P. vulgaris appears to have been domesticated in two separate events, with the development of a large-seeded type, developed in Peru around 8,000 years ago, and a smaller-seeded type, developed in Mexico around 7,000 years ago. By the time Europeans arrived, beans were cultivated throughout the New World, in North America as well as Central and South America.
P. vulgaris varieties have been developed to have both bush and twining forms. The bush forms, which grow in erect leafy clumps, reach 1 m (3.25 ft) tall, while twining forms, which need to be supported with poles or trellising, grow up to 4 m (13 ft) long. Plants have trifoliate compound leaves with oval to rhombic leaflets, each up to 16 cm (9.25 in) long, which are pubescent (covered with downy hair). The flowers, which may be white, yellow, violet, or red, in loose, open unbranched clusters (racemes) that are shorter than the leaves, and develop into linear round to slightly flattened pods up to 15 cm (6.75 in) long.
Green beans, which are high in vitamin C and dietary fiber, are occasionally served fresh in salads but are more often prepared as a cooked vegetable. Green beans are often sold canned or frozen. Dried beans from this species, harvested when the pods have fully matured and dried, may be sold dry or already partially cooked and canned, are high in protein, vitamins B and C, and various minerals (including iron, magnesium, phosphorus, and potassium).
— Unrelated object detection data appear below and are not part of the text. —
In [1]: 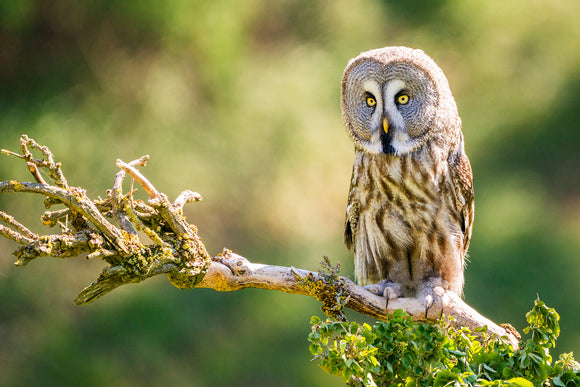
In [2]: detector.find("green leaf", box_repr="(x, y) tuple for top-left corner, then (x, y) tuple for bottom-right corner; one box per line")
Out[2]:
(506, 378), (534, 387)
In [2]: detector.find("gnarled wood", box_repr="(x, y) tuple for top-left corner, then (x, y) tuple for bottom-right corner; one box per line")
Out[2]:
(0, 136), (519, 348)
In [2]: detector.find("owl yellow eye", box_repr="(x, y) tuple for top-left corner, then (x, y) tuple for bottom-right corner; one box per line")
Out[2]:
(367, 97), (377, 107)
(397, 94), (409, 105)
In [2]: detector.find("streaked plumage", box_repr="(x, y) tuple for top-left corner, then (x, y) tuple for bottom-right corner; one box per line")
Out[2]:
(342, 47), (473, 297)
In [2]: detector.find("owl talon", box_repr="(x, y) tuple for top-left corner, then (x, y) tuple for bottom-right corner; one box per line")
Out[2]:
(417, 286), (449, 318)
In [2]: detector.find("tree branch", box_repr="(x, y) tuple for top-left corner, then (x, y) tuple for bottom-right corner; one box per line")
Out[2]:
(0, 135), (519, 348)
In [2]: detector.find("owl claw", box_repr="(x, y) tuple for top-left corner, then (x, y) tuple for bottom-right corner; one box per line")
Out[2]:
(417, 285), (449, 318)
(364, 280), (403, 309)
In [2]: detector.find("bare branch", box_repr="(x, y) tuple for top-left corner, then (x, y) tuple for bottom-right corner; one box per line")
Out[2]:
(197, 250), (519, 348)
(0, 136), (518, 348)
(0, 211), (38, 239)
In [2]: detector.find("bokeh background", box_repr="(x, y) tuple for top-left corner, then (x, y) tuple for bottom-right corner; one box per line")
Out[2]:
(0, 0), (580, 386)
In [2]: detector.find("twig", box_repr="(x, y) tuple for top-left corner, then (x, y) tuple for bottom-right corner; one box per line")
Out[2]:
(0, 136), (518, 348)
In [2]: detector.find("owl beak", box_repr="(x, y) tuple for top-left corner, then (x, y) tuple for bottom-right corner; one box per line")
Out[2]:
(383, 117), (389, 133)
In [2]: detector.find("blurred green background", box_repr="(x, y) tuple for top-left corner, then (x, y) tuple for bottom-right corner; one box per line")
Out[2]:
(0, 0), (580, 386)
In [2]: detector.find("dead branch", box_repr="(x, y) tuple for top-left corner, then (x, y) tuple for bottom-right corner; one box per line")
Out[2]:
(0, 135), (519, 348)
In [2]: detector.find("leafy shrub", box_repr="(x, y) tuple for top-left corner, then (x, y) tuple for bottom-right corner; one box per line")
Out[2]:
(308, 299), (580, 386)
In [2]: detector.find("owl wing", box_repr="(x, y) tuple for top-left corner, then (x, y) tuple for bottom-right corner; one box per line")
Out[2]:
(449, 137), (474, 253)
(344, 175), (360, 252)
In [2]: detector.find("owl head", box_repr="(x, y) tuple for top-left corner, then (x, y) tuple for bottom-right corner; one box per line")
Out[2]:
(341, 47), (461, 155)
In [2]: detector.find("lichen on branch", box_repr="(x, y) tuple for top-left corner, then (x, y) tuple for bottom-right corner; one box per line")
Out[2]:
(0, 135), (211, 304)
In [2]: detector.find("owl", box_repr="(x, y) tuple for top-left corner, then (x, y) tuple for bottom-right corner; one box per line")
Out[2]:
(341, 47), (474, 303)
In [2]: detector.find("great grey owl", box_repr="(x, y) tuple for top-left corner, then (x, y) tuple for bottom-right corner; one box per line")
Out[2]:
(341, 47), (473, 303)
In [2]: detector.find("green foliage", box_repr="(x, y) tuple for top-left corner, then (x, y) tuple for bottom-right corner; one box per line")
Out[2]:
(308, 299), (580, 386)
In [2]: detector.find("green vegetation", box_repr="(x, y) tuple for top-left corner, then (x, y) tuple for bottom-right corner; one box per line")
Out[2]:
(308, 299), (580, 387)
(0, 0), (580, 386)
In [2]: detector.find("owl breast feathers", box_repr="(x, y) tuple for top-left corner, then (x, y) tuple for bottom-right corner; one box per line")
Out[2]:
(341, 47), (473, 297)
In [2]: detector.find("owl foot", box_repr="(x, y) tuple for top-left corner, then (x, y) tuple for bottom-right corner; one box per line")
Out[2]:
(364, 280), (403, 307)
(417, 280), (449, 318)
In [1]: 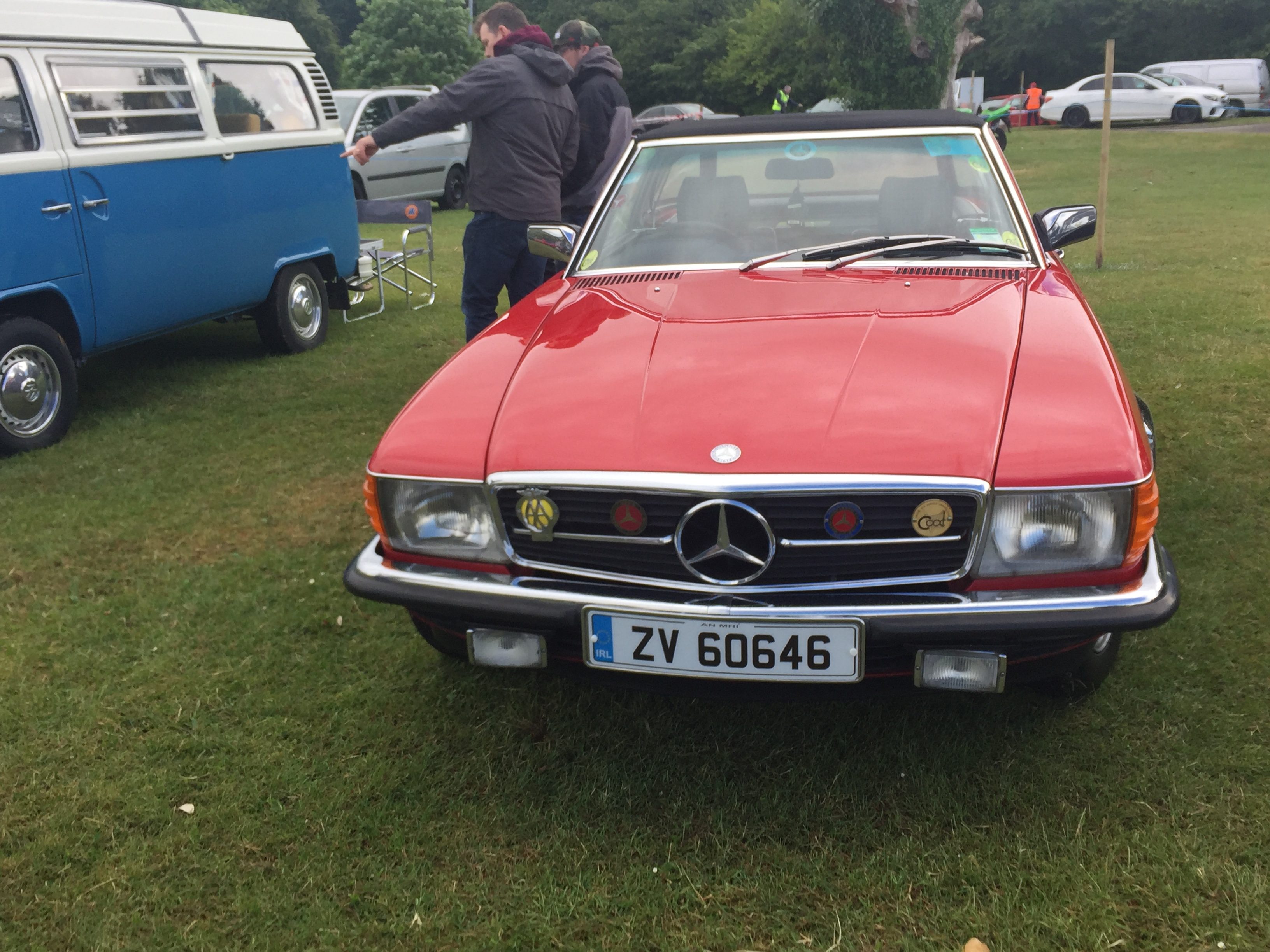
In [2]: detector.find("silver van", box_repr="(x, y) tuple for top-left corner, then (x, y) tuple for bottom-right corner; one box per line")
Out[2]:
(1139, 60), (1270, 116)
(334, 85), (472, 208)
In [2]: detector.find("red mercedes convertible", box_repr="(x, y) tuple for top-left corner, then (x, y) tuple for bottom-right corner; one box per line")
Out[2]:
(344, 112), (1179, 697)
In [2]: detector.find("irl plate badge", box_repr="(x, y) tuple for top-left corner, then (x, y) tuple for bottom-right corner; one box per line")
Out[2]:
(516, 489), (560, 542)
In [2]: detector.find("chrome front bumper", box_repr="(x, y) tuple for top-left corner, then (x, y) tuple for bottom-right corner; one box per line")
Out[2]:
(344, 537), (1179, 640)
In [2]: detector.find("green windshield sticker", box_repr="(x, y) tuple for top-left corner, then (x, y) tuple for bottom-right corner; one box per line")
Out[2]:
(922, 136), (983, 158)
(785, 140), (815, 163)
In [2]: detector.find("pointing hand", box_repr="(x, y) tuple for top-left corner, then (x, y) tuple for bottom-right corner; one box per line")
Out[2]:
(339, 136), (380, 165)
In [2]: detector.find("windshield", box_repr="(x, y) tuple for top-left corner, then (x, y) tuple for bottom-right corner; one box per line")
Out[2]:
(335, 93), (363, 132)
(578, 135), (1024, 270)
Dried beans are soaked and cooked for several hours, and cooked into numerous soups, stews, and meat dishes, including French cassoulet, Mexican frijoles, North American chili (or chili con carne), and the Brazilian black bean feijoada. Dried beans, including this species, are an important source of protein in many parts of Africa, southeast Asia, and South America.
The U.N. Food and Agricultural Organization estimates that total commercial production of dried beans (which includes numerous varieties of P. vulgaris but also includes some beans of other species, including P. lunatus, but does not include green beans) was 23.23 million metric tons worldwide in 2010, harvested from 29.92 million hectares. India was the leading producer, responsible for 21% of total production, followed by Brazil, Myanmar, China, the U.S., and Mexico. Within the U.S., the major dried-bean producing states in 2007 were North Dakota, Michigan, Nebraska, Minnesota, and Idaho.
(Bailey et al. 1976, FAOSTAT 2012, USDA 2012, van Wyk 2005.)
- Bailey, L.H., E.Z. Bailey, and the L.H. Bailey Hortatorium. 1976. Hortus Third: A concise dictionary of plants cultivated in the United States and Canada. New York: Macmillan. p. 854.
- FAOSTAT. 2012. Searchable online statistical database from Food and Agriculture Division of the United Nations. Retrieved 17 July 2012 from http://faostat.fao.org/site/567/DesktopDefault.aspx?PageID=567#ancor.
- USDA. 2012. Vegetables and pulses: dry beans. Economic Research Service, U.S. Department of Agriculture. Online report accessed 17 July 2012 from http://www.ers.usda.gov/topics/crops/vegetables-pulses/dry-beans.aspx.
- van Wyk, B.-E. 2005. “Phaseolus vulgaris.” Food Plants of the World: An Illustrated Guide. Portland, OR: Timber Press. p. 290.